Adventures in Beekeeping: Recent Studies in Ecology, Archaeology, History, and Ethnography in Yucatán

Part of: Society for American Archaeology 89th Annual Meeting, New Orleans, LA (2024)

This collection contains the abstracts of the papers presented in the session entitled "Adventures in Beekeeping: Recent Studies in Ecology, Archaeology, History, and Ethnography in Yucatán" at the 89th annual meeting of the Society for American Archaeology.

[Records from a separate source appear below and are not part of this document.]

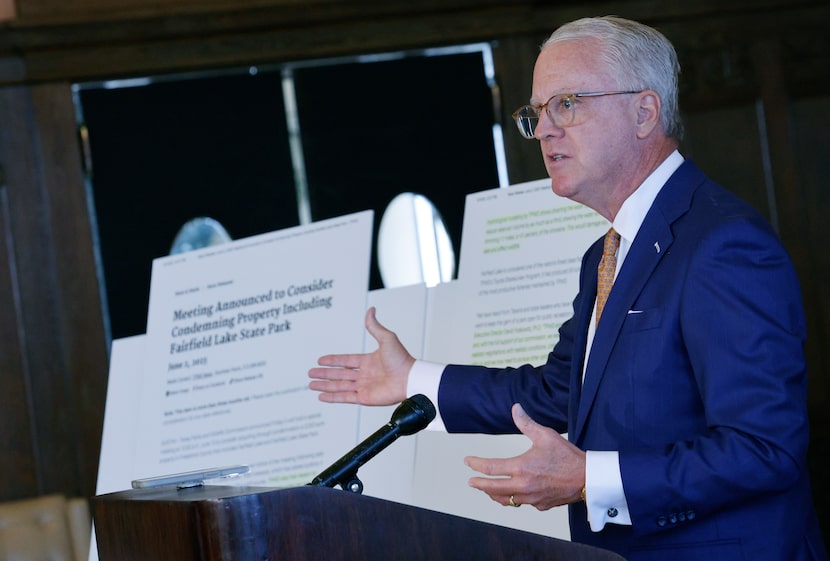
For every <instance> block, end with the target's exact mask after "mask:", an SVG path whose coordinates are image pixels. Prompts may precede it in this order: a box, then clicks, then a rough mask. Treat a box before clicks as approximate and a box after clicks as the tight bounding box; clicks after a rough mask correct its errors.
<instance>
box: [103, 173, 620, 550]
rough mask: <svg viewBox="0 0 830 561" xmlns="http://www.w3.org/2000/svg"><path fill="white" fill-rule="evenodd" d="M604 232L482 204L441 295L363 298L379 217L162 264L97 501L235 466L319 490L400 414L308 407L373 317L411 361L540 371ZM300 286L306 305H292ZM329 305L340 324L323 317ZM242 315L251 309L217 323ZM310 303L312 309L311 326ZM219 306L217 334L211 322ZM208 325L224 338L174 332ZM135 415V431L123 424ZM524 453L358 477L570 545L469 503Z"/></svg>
mask: <svg viewBox="0 0 830 561" xmlns="http://www.w3.org/2000/svg"><path fill="white" fill-rule="evenodd" d="M607 228H608V223H607V221H605V220H604V219H602V218H601V217H599V216H598V215H596V214H595V213H593V212H592V211H590V210H588V209H586V208H585V207H583V206H581V205H578V204H576V203H572V202H571V201H568V200H566V199H561V198H559V197H557V196H555V195H554V194H552V193H551V190H550V181H549V180H547V179H546V180H540V181H536V182H530V183H526V184H521V185H515V186H512V187H509V188H506V189H493V190H489V191H484V192H481V193H475V194H471V195H469V196H468V197H467V203H466V209H465V216H464V228H463V242H462V248H461V254H460V268H459V279H458V280H457V281H454V282H451V283H445V284H441V285H438V286H436V287H433V288H429V289H427V288H425V287H424V286H423V285H418V286H412V287H401V288H394V289H386V290H378V291H373V292H371V293H368V292H367V285H368V270H369V250H370V248H371V213H359V214H356V215H351V216H348V217H342V218H339V219H333V220H331V221H324V222H320V223H315V224H312V225H309V226H306V227H298V228H293V229H288V230H282V231H279V232H274V233H272V234H267V235H263V236H257V237H254V238H248V239H246V240H239V241H238V242H233V243H231V244H227V245H225V246H218V247H215V248H206V249H203V250H198V251H195V252H191V253H187V254H181V255H178V256H173V257H169V258H163V259H161V260H158V261H157V263H155V264H154V271H153V281H152V287H151V304H150V313H149V316H148V332H147V335H146V336H143V337H140V338H135V339H132V340H129V341H126V340H125V341H123V342H119V344H118V346H116V344H115V343H114V345H113V360H112V368H111V373H110V384H111V388H110V391H109V395H108V403H107V416H106V418H105V430H104V440H103V444H102V456H101V466H100V470H99V486H98V492H99V493H103V492H110V491H114V490H120V489H123V488H126V487H127V486H128V485H129V482H130V481H131V480H132V479H134V478H137V477H149V476H153V475H161V474H167V473H174V472H178V471H187V470H191V469H201V468H206V467H213V466H218V465H226V464H231V463H244V464H249V465H251V466H252V468H253V473H252V474H251V475H249V476H246V477H245V478H243V479H245V481H243V483H244V484H251V485H266V486H277V487H283V486H293V485H299V484H305V483H307V482H308V481H310V480H311V479H312V478H313V476H314V475H315V474H317V473H319V472H320V471H322V470H323V469H325V467H327V466H328V465H330V464H331V463H333V462H334V461H335V460H337V459H338V458H339V457H341V456H342V455H343V454H345V453H346V452H348V451H349V450H350V449H351V448H352V447H353V446H355V445H356V444H357V443H358V442H359V441H360V440H362V439H364V438H366V437H367V436H368V435H370V434H371V433H372V432H374V431H375V430H376V429H378V428H379V427H381V426H382V425H383V424H385V423H386V422H387V421H388V420H389V418H390V416H391V414H392V411H393V409H394V407H383V408H358V407H355V406H350V405H332V404H323V403H321V402H319V400H318V399H317V395H316V392H311V391H309V390H307V385H308V378H307V372H308V369H309V368H311V367H312V366H314V365H315V363H316V360H317V357H319V356H321V355H323V354H331V353H351V352H360V351H361V350H363V351H371V350H373V349H374V348H375V342H374V340H373V339H372V338H371V337H369V336H368V335H366V332H365V328H364V316H365V311H366V309H367V307H368V306H369V305H374V306H376V307H377V308H378V319H379V320H380V321H381V323H383V324H385V325H386V326H387V327H389V328H390V329H391V330H393V331H395V332H396V333H397V334H398V336H399V338H400V339H401V341H402V342H403V343H404V345H405V346H406V347H407V348H408V349H409V350H410V352H411V353H412V354H413V355H414V356H416V357H421V358H424V359H427V360H431V361H436V362H444V363H447V362H454V363H478V364H485V365H488V366H504V365H517V364H519V363H521V362H530V363H533V364H539V363H541V362H543V361H544V360H545V359H546V357H547V354H548V352H549V351H550V349H551V348H552V346H553V345H554V344H555V342H556V337H557V329H558V327H559V325H561V323H562V321H564V320H565V319H567V318H568V317H569V316H570V315H571V313H572V310H571V301H572V299H573V297H574V296H575V295H576V292H577V279H578V271H579V266H580V260H581V257H582V255H583V253H584V252H585V250H586V249H587V248H588V246H589V245H590V244H591V243H592V242H593V241H594V240H596V239H597V238H599V237H601V236H602V235H603V234H604V233H605V231H606V230H607ZM291 286H295V287H296V286H306V287H308V290H307V291H305V292H303V293H302V294H293V295H290V294H289V287H291ZM314 298H318V300H317V301H316V302H317V305H314V302H315V301H314ZM328 298H330V299H331V300H330V302H331V305H330V306H326V305H325V304H324V303H322V300H321V299H328ZM246 299H253V300H252V301H251V303H250V304H249V305H241V306H237V307H234V308H233V309H232V310H219V309H218V308H219V307H220V306H219V303H220V302H237V301H245V300H246ZM300 300H305V301H306V302H307V303H309V304H311V305H307V306H305V307H304V308H303V309H302V310H300V308H301V307H302V306H300V305H299V301H300ZM211 305H212V306H214V308H213V311H212V313H213V319H212V318H206V317H205V316H207V307H208V306H211ZM285 306H287V307H285ZM294 309H297V310H298V312H297V313H294V312H292V311H291V310H294ZM273 310H279V312H276V311H273ZM286 312H290V313H286ZM239 314H248V316H250V317H242V316H240V315H239ZM269 314H270V315H269ZM223 317H224V318H225V325H221V318H223ZM230 317H233V318H235V319H234V325H233V326H230V324H229V321H228V318H230ZM217 318H219V319H217ZM205 319H207V320H211V321H216V322H218V323H219V326H218V328H217V329H209V330H207V331H208V332H206V333H201V334H199V333H196V334H192V333H188V334H186V335H182V334H181V333H180V331H181V330H179V331H177V328H178V327H179V326H191V325H192V321H202V320H205ZM240 320H244V321H242V322H241V323H240ZM285 322H287V323H285ZM272 323H273V324H274V325H275V326H276V327H274V328H272V327H271V324H272ZM280 325H283V326H284V327H283V328H280V327H279V326H280ZM241 329H247V330H251V332H250V333H247V332H246V333H245V334H244V335H243V334H242V332H241V331H240V330H241ZM263 329H264V333H263V332H262V330H263ZM272 329H273V330H274V331H271V330H272ZM234 332H235V333H236V337H232V336H231V335H229V334H232V333H234ZM208 340H210V344H208V343H207V341H208ZM199 341H204V342H203V343H202V344H201V345H200V344H198V342H199ZM116 350H118V352H117V353H116ZM139 353H141V355H140V356H139ZM137 378H138V379H140V380H143V381H144V383H143V384H141V383H139V381H137V380H136V379H137ZM223 380H224V383H221V382H222V381H223ZM231 380H233V382H232V383H231ZM217 383H218V384H217ZM122 384H123V385H122ZM214 384H217V385H214ZM183 388H189V390H188V391H181V390H182V389H183ZM136 396H139V397H140V399H136ZM119 402H120V403H121V406H119V405H118V403H119ZM139 402H140V405H139ZM111 406H112V407H113V408H115V409H117V410H118V411H117V412H113V411H111V410H110V407H111ZM122 407H123V408H122ZM124 411H134V412H135V415H136V418H137V419H138V422H132V423H131V422H123V421H119V420H118V419H119V418H120V417H122V413H123V412H124ZM116 433H121V434H120V435H119V436H116ZM125 442H128V443H130V445H125ZM528 445H529V443H528V442H527V440H526V439H525V437H523V436H521V435H517V436H486V435H448V434H445V433H439V432H430V431H422V432H421V433H419V434H418V435H416V436H415V437H403V438H401V439H399V440H398V441H396V442H395V443H393V444H392V445H391V446H390V448H389V449H387V450H384V451H383V453H382V454H380V455H378V456H377V457H376V458H374V459H372V460H371V461H370V462H368V463H367V464H366V465H364V466H362V467H361V469H360V472H359V476H360V478H361V480H362V481H363V483H364V493H365V494H367V495H372V496H376V497H380V498H384V499H388V500H394V501H397V502H402V503H406V504H413V505H416V506H421V507H424V508H430V509H432V510H438V511H443V512H447V513H450V514H455V515H459V516H464V517H467V518H472V519H477V520H483V521H487V522H492V523H496V524H500V525H503V526H508V527H514V528H518V529H522V530H526V531H531V532H536V533H539V534H543V535H549V536H554V537H559V538H565V539H567V538H568V537H569V534H568V527H567V512H566V509H564V508H558V509H552V510H551V511H547V512H544V513H540V512H538V511H536V510H535V509H533V508H531V507H528V508H522V509H509V508H504V507H502V506H500V505H499V504H497V503H495V502H493V501H491V500H490V499H489V498H488V497H487V496H486V495H485V494H483V493H481V492H479V491H476V490H474V489H472V488H470V487H469V486H468V485H467V480H468V479H469V478H470V477H471V476H474V475H475V473H474V472H472V471H471V470H469V469H468V468H467V467H466V466H464V464H463V458H464V456H466V455H476V456H483V457H509V456H514V455H517V454H520V453H522V452H523V451H524V450H526V448H527V446H528ZM128 448H129V449H128ZM115 455H117V456H118V457H117V458H116V457H115ZM128 458H129V459H128ZM116 472H117V473H116Z"/></svg>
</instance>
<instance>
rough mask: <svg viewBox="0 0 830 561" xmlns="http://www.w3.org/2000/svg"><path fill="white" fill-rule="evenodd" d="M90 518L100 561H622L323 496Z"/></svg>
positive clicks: (456, 518) (473, 528)
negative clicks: (391, 559)
mask: <svg viewBox="0 0 830 561" xmlns="http://www.w3.org/2000/svg"><path fill="white" fill-rule="evenodd" d="M92 514H93V517H94V521H95V534H96V537H97V540H98V556H99V559H100V561H166V560H170V561H220V560H221V561H266V560H270V561H277V560H279V561H316V560H319V561H376V560H377V561H380V560H383V561H389V560H391V559H394V560H395V561H426V560H430V561H440V560H444V559H445V560H453V561H457V560H459V559H476V560H482V561H485V560H492V561H500V560H505V561H507V560H509V561H530V560H534V559H538V560H545V561H624V560H623V558H622V557H620V556H618V555H616V554H615V553H611V552H608V551H605V550H601V549H597V548H593V547H589V546H586V545H582V544H576V543H572V542H568V541H564V540H558V539H555V538H548V537H544V536H540V535H538V534H533V533H529V532H522V531H519V530H514V529H510V528H504V527H501V526H497V525H494V524H488V523H484V522H479V521H475V520H469V519H466V518H461V517H458V516H452V515H449V514H444V513H440V512H436V511H431V510H426V509H422V508H417V507H412V506H408V505H403V504H400V503H394V502H390V501H385V500H381V499H377V498H373V497H368V496H365V495H359V494H355V493H350V492H348V491H343V490H340V489H335V488H329V487H313V486H307V487H297V488H290V489H270V488H257V487H231V486H222V485H213V486H212V485H207V486H199V487H192V488H185V489H176V488H175V487H165V488H156V489H137V490H130V491H122V492H118V493H111V494H107V495H99V496H97V497H95V498H93V499H92Z"/></svg>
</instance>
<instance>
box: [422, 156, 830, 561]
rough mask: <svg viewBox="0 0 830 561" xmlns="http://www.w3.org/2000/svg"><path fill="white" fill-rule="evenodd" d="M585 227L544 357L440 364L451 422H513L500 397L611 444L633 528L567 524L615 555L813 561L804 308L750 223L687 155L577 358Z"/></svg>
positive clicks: (506, 429) (559, 427)
mask: <svg viewBox="0 0 830 561" xmlns="http://www.w3.org/2000/svg"><path fill="white" fill-rule="evenodd" d="M601 253H602V240H598V241H597V242H596V243H595V244H593V246H592V247H591V248H590V249H589V250H588V251H587V253H586V254H585V256H584V258H583V262H582V270H581V273H580V288H579V294H578V295H577V297H576V299H575V300H574V303H573V307H574V315H573V317H572V318H571V319H570V320H568V321H567V322H565V323H564V324H563V325H562V327H561V328H560V331H559V341H558V342H557V344H556V346H555V347H554V349H553V350H552V352H551V353H550V355H549V358H548V361H547V363H545V364H544V365H542V366H539V367H533V366H530V365H524V366H521V367H518V368H509V369H491V368H483V367H475V366H457V365H451V366H448V367H447V368H446V369H445V371H444V375H443V376H442V380H441V385H440V388H439V393H438V405H439V408H440V411H441V417H442V419H443V420H444V423H445V425H446V427H447V429H448V430H449V431H450V432H483V433H509V432H514V433H515V432H516V431H517V429H516V427H515V426H514V424H513V421H512V418H511V414H510V408H511V405H512V404H513V403H515V402H519V403H521V404H522V405H523V406H524V408H525V410H526V411H527V412H528V414H529V415H530V416H531V417H532V418H533V419H535V420H536V421H537V422H539V423H541V424H543V425H545V426H548V427H551V428H554V429H556V430H557V431H559V432H561V433H564V432H567V433H568V438H569V440H571V441H572V442H573V443H574V444H576V445H577V446H579V447H580V448H581V449H583V450H616V451H619V454H620V469H621V474H622V482H623V488H624V490H625V494H626V498H627V501H628V506H629V511H630V513H631V519H632V525H630V526H625V525H615V524H608V525H606V527H605V529H604V530H602V531H600V532H596V533H595V532H591V530H590V529H589V527H588V524H587V519H586V513H585V507H584V504H582V503H578V504H575V505H571V506H570V507H569V508H570V524H571V538H572V539H573V540H574V541H579V542H583V543H588V544H592V545H596V546H599V547H603V548H606V549H611V550H614V551H616V552H618V553H620V554H621V555H623V556H624V557H626V558H627V559H629V560H632V561H634V560H658V559H659V560H667V559H671V560H673V561H682V560H694V561H700V560H706V561H720V560H723V561H736V560H739V559H743V560H747V561H749V560H751V561H759V560H774V561H792V560H801V559H822V560H823V559H826V558H827V554H826V552H825V549H824V546H823V544H822V539H821V534H820V530H819V527H818V522H817V519H816V516H815V511H814V508H813V503H812V498H811V491H810V483H809V478H808V474H807V466H806V453H807V445H808V442H809V435H808V421H807V410H806V391H807V374H806V366H805V357H804V353H803V345H804V340H805V321H804V314H803V307H802V302H801V295H800V289H799V285H798V280H797V277H796V274H795V271H794V268H793V266H792V263H791V261H790V259H789V257H788V255H787V253H786V251H785V250H784V249H783V247H782V245H781V244H780V242H779V240H778V238H777V236H776V234H775V233H774V232H773V230H772V229H771V228H770V227H769V225H768V224H767V222H766V221H765V220H764V219H763V218H762V217H761V216H760V215H759V214H758V213H756V212H755V211H754V210H753V209H752V208H750V207H749V206H748V205H747V204H745V203H744V202H742V201H740V200H739V199H738V198H737V197H735V196H734V195H733V194H731V193H730V192H729V191H727V190H725V189H723V188H722V187H720V186H719V185H717V184H715V183H714V182H712V181H711V180H709V179H708V178H707V177H706V176H705V175H704V174H703V173H702V172H701V171H700V170H699V169H698V168H697V167H696V166H695V165H694V164H693V163H692V162H690V161H686V162H685V163H683V165H681V167H680V168H679V169H678V170H677V171H676V172H675V173H674V174H673V175H672V177H671V178H670V179H669V181H668V182H667V184H666V185H665V186H664V187H663V189H662V190H661V192H660V193H659V195H658V196H657V198H656V199H655V201H654V204H653V205H652V207H651V209H650V210H649V212H648V214H647V215H646V218H645V220H644V222H643V224H642V226H641V228H640V231H639V233H638V234H637V237H636V239H635V240H634V241H633V243H632V245H631V247H630V250H629V253H628V255H627V256H626V259H625V261H624V262H623V265H622V267H621V269H620V271H619V274H618V276H617V279H616V281H615V283H614V287H613V289H612V291H611V294H610V296H609V298H608V302H607V304H606V306H605V310H604V312H603V316H602V321H601V322H600V325H599V326H598V328H597V331H596V334H595V337H594V342H593V347H592V350H591V355H590V357H588V363H587V366H586V368H585V379H584V384H583V383H582V370H583V363H584V358H585V357H584V354H585V352H584V351H585V345H586V337H587V332H588V323H589V321H590V319H591V314H592V310H593V305H594V300H595V298H596V277H597V273H596V269H597V264H598V263H599V259H600V256H601Z"/></svg>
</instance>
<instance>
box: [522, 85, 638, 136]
mask: <svg viewBox="0 0 830 561" xmlns="http://www.w3.org/2000/svg"><path fill="white" fill-rule="evenodd" d="M643 91H645V90H626V91H622V90H620V91H606V92H578V93H565V94H561V93H560V94H556V95H552V96H550V98H548V100H547V101H546V102H545V103H543V104H542V105H522V106H521V107H519V108H518V109H516V111H514V112H513V120H514V121H515V122H516V127H518V129H519V134H521V135H522V136H523V137H524V138H526V139H528V140H533V139H535V138H536V137H535V132H536V125H537V123H538V122H539V118H540V117H541V115H542V110H543V109H544V110H545V114H546V115H547V116H548V119H550V120H551V122H552V123H553V124H554V125H556V126H557V127H559V128H565V127H570V126H572V125H573V124H574V120H575V119H576V104H575V103H574V101H575V100H576V99H577V98H580V97H602V96H606V95H624V94H638V93H642V92H643ZM556 98H560V99H559V102H560V106H562V107H564V108H565V109H566V110H567V114H570V121H568V122H567V123H565V122H563V121H562V120H561V119H560V118H557V117H554V115H553V114H551V102H552V101H553V100H554V99H556ZM563 113H565V112H561V113H558V114H557V115H560V114H563ZM533 119H535V121H533ZM522 121H526V122H527V124H526V125H523V124H522Z"/></svg>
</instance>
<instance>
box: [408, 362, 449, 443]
mask: <svg viewBox="0 0 830 561" xmlns="http://www.w3.org/2000/svg"><path fill="white" fill-rule="evenodd" d="M445 366H446V365H444V364H438V363H435V362H429V361H426V360H415V364H413V365H412V368H411V369H410V371H409V379H408V380H407V384H406V395H407V396H413V395H417V394H423V395H425V396H426V397H427V398H429V400H430V401H431V402H432V403H433V405H435V419H433V421H432V422H431V423H430V424H429V425H427V427H426V430H435V431H443V432H446V431H447V429H446V427H444V421H443V420H442V419H441V411H440V410H439V409H438V386H440V385H441V375H442V374H443V373H444V367H445Z"/></svg>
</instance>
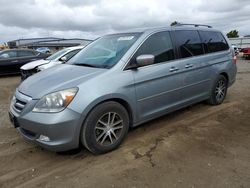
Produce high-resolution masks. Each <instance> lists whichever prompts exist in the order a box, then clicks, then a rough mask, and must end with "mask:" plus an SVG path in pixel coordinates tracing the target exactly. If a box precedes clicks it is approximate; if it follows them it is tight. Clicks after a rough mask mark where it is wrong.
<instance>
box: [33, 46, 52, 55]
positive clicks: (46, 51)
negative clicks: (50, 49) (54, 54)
mask: <svg viewBox="0 0 250 188" xmlns="http://www.w3.org/2000/svg"><path fill="white" fill-rule="evenodd" d="M36 51H38V52H40V53H44V54H50V49H49V48H48V47H41V48H37V49H36Z"/></svg>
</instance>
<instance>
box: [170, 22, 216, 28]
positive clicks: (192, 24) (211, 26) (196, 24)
mask: <svg viewBox="0 0 250 188" xmlns="http://www.w3.org/2000/svg"><path fill="white" fill-rule="evenodd" d="M184 25H191V26H194V27H200V26H202V27H208V28H212V26H210V25H203V24H185V23H177V24H175V25H174V26H184Z"/></svg>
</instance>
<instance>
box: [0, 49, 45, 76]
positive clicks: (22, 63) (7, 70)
mask: <svg viewBox="0 0 250 188" xmlns="http://www.w3.org/2000/svg"><path fill="white" fill-rule="evenodd" d="M48 56H49V54H43V53H40V52H37V51H35V50H29V49H12V50H4V51H1V52H0V75H7V74H16V73H20V67H21V66H23V65H24V64H26V63H29V62H31V61H35V60H39V59H44V58H46V57H48Z"/></svg>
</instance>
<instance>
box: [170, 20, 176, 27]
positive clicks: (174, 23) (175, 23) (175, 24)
mask: <svg viewBox="0 0 250 188" xmlns="http://www.w3.org/2000/svg"><path fill="white" fill-rule="evenodd" d="M177 23H178V22H177V21H174V22H172V23H171V24H170V26H174V25H176V24H177Z"/></svg>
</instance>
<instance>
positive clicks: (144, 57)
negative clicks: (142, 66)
mask: <svg viewBox="0 0 250 188" xmlns="http://www.w3.org/2000/svg"><path fill="white" fill-rule="evenodd" d="M154 60H155V56H154V55H150V54H147V55H140V56H138V57H137V58H136V64H137V66H138V67H142V66H146V65H151V64H153V63H154Z"/></svg>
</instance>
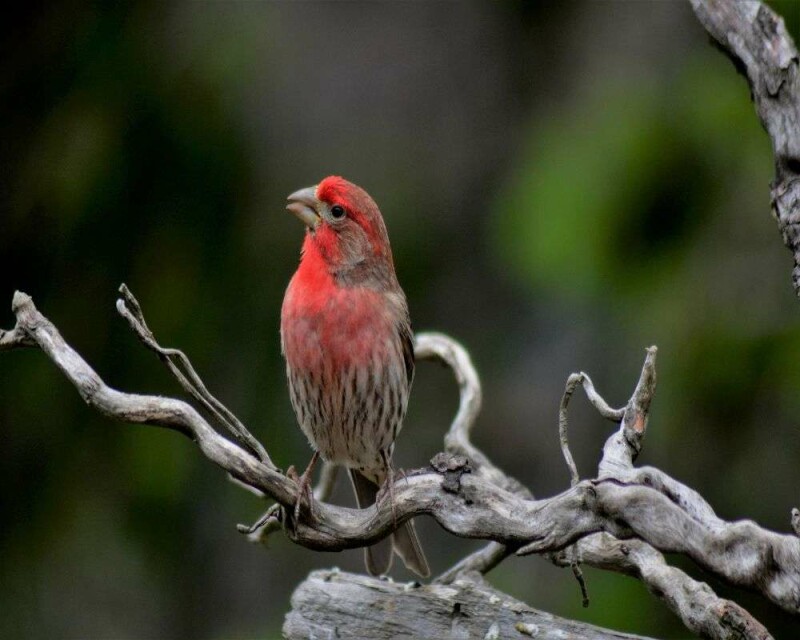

Beekeeping in Yucatán is a prime example of how the entangled ecologies among bees, humans, and plants were transformed over the last 2,500 years to create a shared heritage and vibrant array of communities of cultural practice. The stingless Melipona bees native to Mesoamerica supplied honey and wax to markets and consumers throughout the Mesoamerican world. After the Spanish invasion, the introduction of new plants, domesticates, and bee species from Europe, Africa, and Asia fomented new ecologies, social networks, commodity chains, and shifts in cultural practices. Beekeepers confronted a wide range of global technological and political-economic changes that shaped the historical contingencies of the last 500 years. The reproduction of traditional ecological knowledge, agroforestry, and environmental management needed to sustain beekeeping is currently at the forefront of grassroots conservation efforts to stop deforestation and the use of the herbicide glyphosate on the Yucatán peninsula. Participants offer new studies and insights about variation in multispecies ecologies, sustainability initiatives, iconography, the production, distribution, and consumption of honey, wax, and other bee products in the past and the present.